[<prev] [next>] [<thread-prev] [thread-next>] [day] [month] [year] [list]
Message-ID: <4A8BA5AE.3030308@redhat.com>
Date: Wed, 19 Aug 2009 10:11:42 +0300
From: Avi Kivity <avi@...hat.com>
To: Gregory Haskins <gregory.haskins@...il.com>
CC: Ingo Molnar <mingo@...e.hu>, kvm@...r.kernel.org,
alacrityvm-devel@...ts.sourceforge.net,
linux-kernel@...r.kernel.org, netdev@...r.kernel.org,
"Michael S. Tsirkin" <mst@...hat.com>
Subject: Re: [PATCH v3 3/6] vbus: add a "vbus-proxy" bus model for vbus_driver
objects
On 08/19/2009 09:28 AM, Gregory Haskins wrote:
> Avi Kivity wrote:
>
>> On 08/18/2009 05:46 PM, Gregory Haskins wrote:
>>
>>>
>>>> Can you explain how vbus achieves RDMA?
>>>>
>>>> I also don't see the connection to real time guests.
>>>>
>>>>
>>> Both of these are still in development. Trying to stay true to the
>>> "release early and often" mantra, the core vbus technology is being
>>> pushed now so it can be reviewed. Stay tuned for these other
>>> developments.
>>>
>>>
>> Hopefully you can outline how it works. AFAICT, RDMA and kernel bypass
>> will need device assignment.
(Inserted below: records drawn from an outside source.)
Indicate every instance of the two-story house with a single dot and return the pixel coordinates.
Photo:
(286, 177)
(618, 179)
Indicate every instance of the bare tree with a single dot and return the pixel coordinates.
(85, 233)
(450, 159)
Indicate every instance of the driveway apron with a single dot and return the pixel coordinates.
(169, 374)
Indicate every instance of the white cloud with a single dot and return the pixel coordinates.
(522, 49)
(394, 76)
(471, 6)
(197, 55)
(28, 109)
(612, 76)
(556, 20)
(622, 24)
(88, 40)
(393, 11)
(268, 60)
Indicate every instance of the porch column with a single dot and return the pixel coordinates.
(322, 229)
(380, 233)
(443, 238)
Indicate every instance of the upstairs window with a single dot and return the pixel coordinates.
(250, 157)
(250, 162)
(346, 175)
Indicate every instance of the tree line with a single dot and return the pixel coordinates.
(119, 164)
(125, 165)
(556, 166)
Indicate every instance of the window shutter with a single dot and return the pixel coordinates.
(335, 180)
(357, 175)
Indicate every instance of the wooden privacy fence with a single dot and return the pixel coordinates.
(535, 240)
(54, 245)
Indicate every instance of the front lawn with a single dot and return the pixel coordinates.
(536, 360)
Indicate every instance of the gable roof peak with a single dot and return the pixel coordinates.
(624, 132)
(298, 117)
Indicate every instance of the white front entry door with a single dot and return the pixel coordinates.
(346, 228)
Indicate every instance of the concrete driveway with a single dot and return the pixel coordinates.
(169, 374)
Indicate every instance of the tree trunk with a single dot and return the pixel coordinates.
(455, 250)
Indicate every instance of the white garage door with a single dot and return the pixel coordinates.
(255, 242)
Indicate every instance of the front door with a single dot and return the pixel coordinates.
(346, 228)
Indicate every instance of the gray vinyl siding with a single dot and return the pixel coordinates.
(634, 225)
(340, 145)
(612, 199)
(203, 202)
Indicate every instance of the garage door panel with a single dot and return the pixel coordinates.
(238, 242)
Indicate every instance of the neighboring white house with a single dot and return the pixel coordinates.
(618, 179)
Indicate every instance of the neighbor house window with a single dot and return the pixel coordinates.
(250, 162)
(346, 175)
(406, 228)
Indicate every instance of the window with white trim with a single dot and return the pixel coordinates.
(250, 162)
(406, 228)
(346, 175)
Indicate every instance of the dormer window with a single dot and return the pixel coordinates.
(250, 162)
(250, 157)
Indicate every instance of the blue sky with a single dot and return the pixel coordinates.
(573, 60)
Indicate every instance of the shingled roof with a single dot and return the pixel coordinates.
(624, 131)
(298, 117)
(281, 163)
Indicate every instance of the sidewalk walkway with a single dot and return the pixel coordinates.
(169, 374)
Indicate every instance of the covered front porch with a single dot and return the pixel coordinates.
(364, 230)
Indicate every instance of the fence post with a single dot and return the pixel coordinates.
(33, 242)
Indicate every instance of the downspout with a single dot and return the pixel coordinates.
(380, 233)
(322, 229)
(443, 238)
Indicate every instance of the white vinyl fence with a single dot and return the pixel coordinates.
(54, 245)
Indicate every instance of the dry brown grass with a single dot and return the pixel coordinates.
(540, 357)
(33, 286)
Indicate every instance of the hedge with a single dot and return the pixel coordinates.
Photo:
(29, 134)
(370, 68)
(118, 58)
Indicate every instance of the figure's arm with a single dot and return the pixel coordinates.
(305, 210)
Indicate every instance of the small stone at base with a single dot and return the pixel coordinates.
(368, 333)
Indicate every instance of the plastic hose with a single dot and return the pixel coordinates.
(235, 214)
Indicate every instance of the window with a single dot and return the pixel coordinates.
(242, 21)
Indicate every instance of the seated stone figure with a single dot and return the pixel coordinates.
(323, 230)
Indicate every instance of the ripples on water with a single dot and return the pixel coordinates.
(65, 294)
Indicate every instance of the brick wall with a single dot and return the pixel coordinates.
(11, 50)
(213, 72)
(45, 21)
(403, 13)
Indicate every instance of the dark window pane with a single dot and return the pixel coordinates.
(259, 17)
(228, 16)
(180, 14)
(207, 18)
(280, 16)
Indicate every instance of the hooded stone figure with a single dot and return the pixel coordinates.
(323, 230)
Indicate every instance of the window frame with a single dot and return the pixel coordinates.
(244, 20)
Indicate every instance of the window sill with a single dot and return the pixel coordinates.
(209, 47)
If you're bypassing the call into the host
>> kernel, it doesn't really matter how that call is made, does it?
>>
> This is for things like the setup of queue-pairs, and the transport of
> door-bells, and ib-verbs. I am not on the team doing that work, so I am
> not an expert in this area. What I do know is having a flexible and
> low-latency signal-path was deemed a key requirement.
>
That's not a full bypass, then. AFAIK kernel bypass has userspace
talking directly to the device.
Given that both virtio and vbus can use ioeventfds, I don't see how one
can perform better than the other.
> For real-time, a big part of it is relaying the guest scheduler state to
> the host, but in a smart way. For instance, the cpu priority for each
> vcpu is in a shared-table. When the priority is raised, we can simply
> update the table without taking a VMEXIT. When it is lowered, we need
> to inform the host of the change in case the underlying task needs to
> reschedule.
>
This is best done using cr8/tpr so you don't have to exit at all. See
also my vtpr support for Windows which does this in software, generally
avoiding the exit even when lowering priority.
> This is where the really fast call() type mechanism is important.
>
> Its also about having the priority flow-end to end, and having the vcpu
> interrupt state affect the task-priority, etc (e.g. pending interrupts
> affect the vcpu task prio).
>
> etc, etc.
>
> I can go on and on (as you know ;), but will wait till this work is more
> concrete and proven.
>
Generally cpu state shouldn't flow through a device but rather through
MSRs, hypercalls, and cpu registers.
> Basically, what it comes down to is both vbus and vhost need
> configuration/management. Vbus does it with sysfs/configfs, and vhost
> does it with ioctls. I ultimately decided to go with sysfs/configfs
> because, at least that the time I looked, it seemed like the "blessed"
> way to do user->kernel interfaces.
>
I really dislike that trend but that's an unrelated discussion.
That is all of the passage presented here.